Kevin Spacey is far removed from L.A.
By Michael O’Sullivan
Washington Post
How does a person stay sane in a wacky place like Hollywood?
It seems reasonable to wonder, given the unflattering portrayal of Tinseltown in movies such as “Shrink,” a film in which almost everyone, including the psychiatrist, needs therapy. So we put the question to actor Kevin Spacey, who plays self-help author and shrink-to-the-stars Henry Carter, a pot-and-booze-abusing mess of a man whose patients include a sexaholic actor (Robin Williams) and a germaphobic talent agent (Dallas Roberts) whose negotiating tactics include paying interns to deposit human feces on the doorsteps of recalcitrant producers.

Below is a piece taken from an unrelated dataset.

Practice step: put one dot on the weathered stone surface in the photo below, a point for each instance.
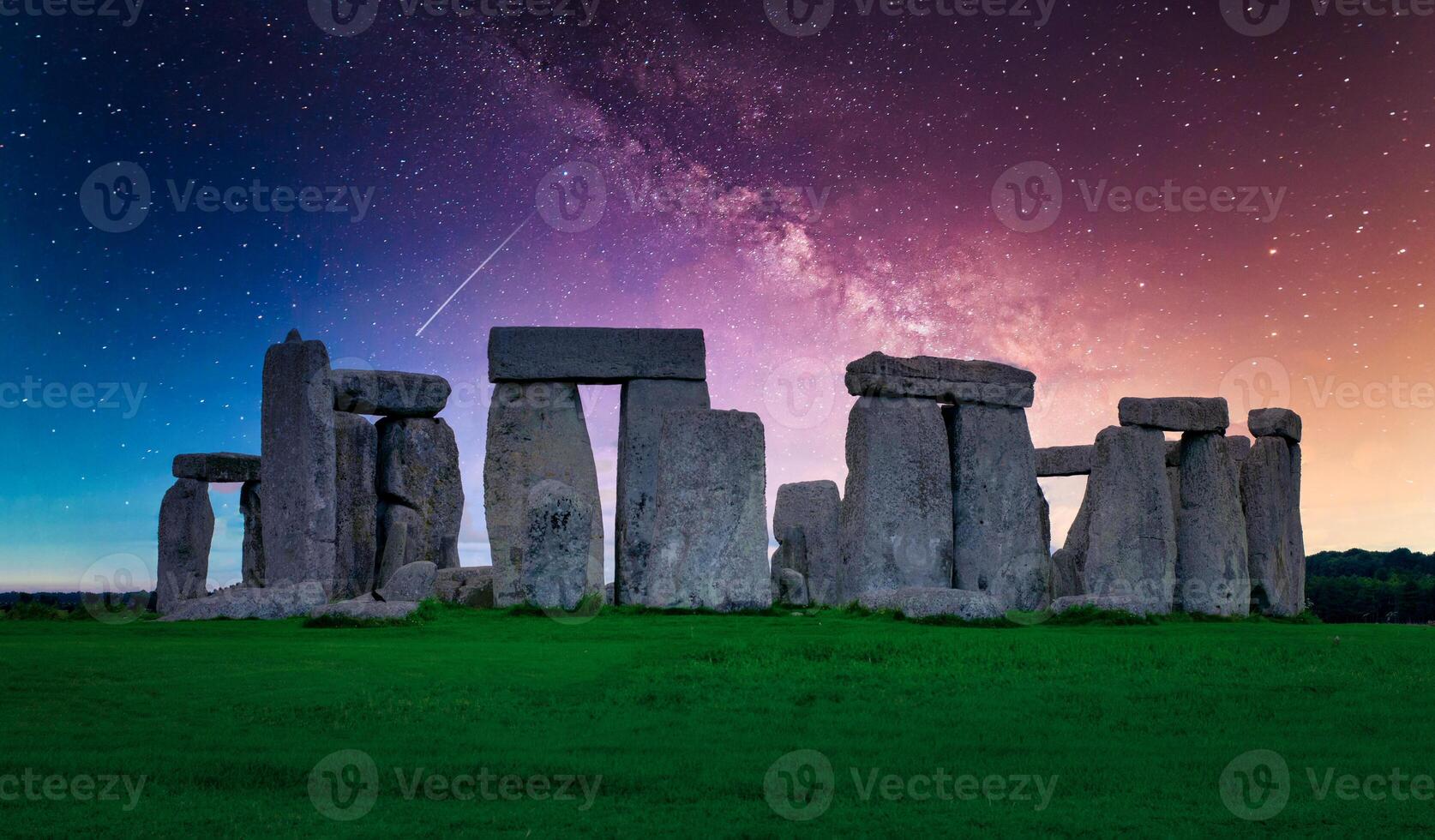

Piece of cake, says the two-time Oscar winner, who turned 50 this week. “I’m not there.”
For the past seven years, Spacey has made his home in London, where he is halfway through a 10-season commitment as artistic director of the Old Vic Theatre, taking on the lead in “Richard III,” directing the British premiere of Maria Goos’ play “Cloaca” and recruiting such big-name American talent as the late director Robert Altman and actor Jeff Goldblum. “Shrink” is the first movie Spacey has shot in Los Angeles in eight years. Even when he did live stateside, he was a New Yorker, watching what he calls the “self-indulgence” of Hollywood “with as much amazement as anybody else does. And from a great distance.”
According to the notoriously private actor, the 24-7 nature of our obsession with celebrity for its own sake has gotten worse since he left Hollywood. “When I was there ... there was not a situation where you walked out of a Starbucks and there were five people with video cameras wanting to ask you questions, as if you were doing an interview. There just seems to be a kind of accepted lifestyle that I find very odd and very narcissistic. As if anyone gives a rat’s (rear end) about what people are doing when they’re going to Starbucks.”
The glare of the spotlight may be no less bright in London, though it doesn’t seem to bother Spacey. “I don’t have to contend with it,” he says, “because I have managed to negotiate my life so that I don’t. You can make that choice. You can also make the choice that the only restaurants that you ever go to are the ones where the photographers are. You can negotiate your life so that everything you do is a public event.”
In any event, Spacey insists that his move to England was less of an escape than an embrace of new challenges. “I wasn’t walking away from something,” he says. “I was walking TOWARD something, and creating something.”
Besides, Spacey says, Hollywood isn’t quite an unmitigated cesspool. “The good thing about the industry is that there are just as many genuine people as there are people who are full of (expletive). You just have to dig beneath the rubble to find them.”
In that regard, he believes he has been very lucky. Lucky and stubborn. At least when it comes to making what he calls “careful” choices.
“When I was offered movies, when I was starting out, and that I turned down, I remember agents yelling at me, `Who the (expletive) do you think you are? This is a good move for you!’ And I was like, `Well, I don’t want to do that movie. And I don’t want to work with these people. And I don’t care what you think.’ I don’t think you have to become well-known and then decide that you have integrity. I think you decide first.”
Integrity. Choosing carefully. Assiduously guarding one’s privacy. Not to mention living 5,000 miles away from Wilshire Boulevard. This, it seems, is Dr. Spacey’s prescription for keeping his head in a world that appears to have lost its own.
But there’s something else, too, and it’s only the tiniest bit nutty. It has been reported that the actor has just one non-negotiable demand whenever he signs a movie contract. To wit: that the studio provide him with ready access to ... table tennis. True? Absolutely true, Spacey admits. “As long as there’s a Ping-Pong table nearby, then I’m a happy guy.”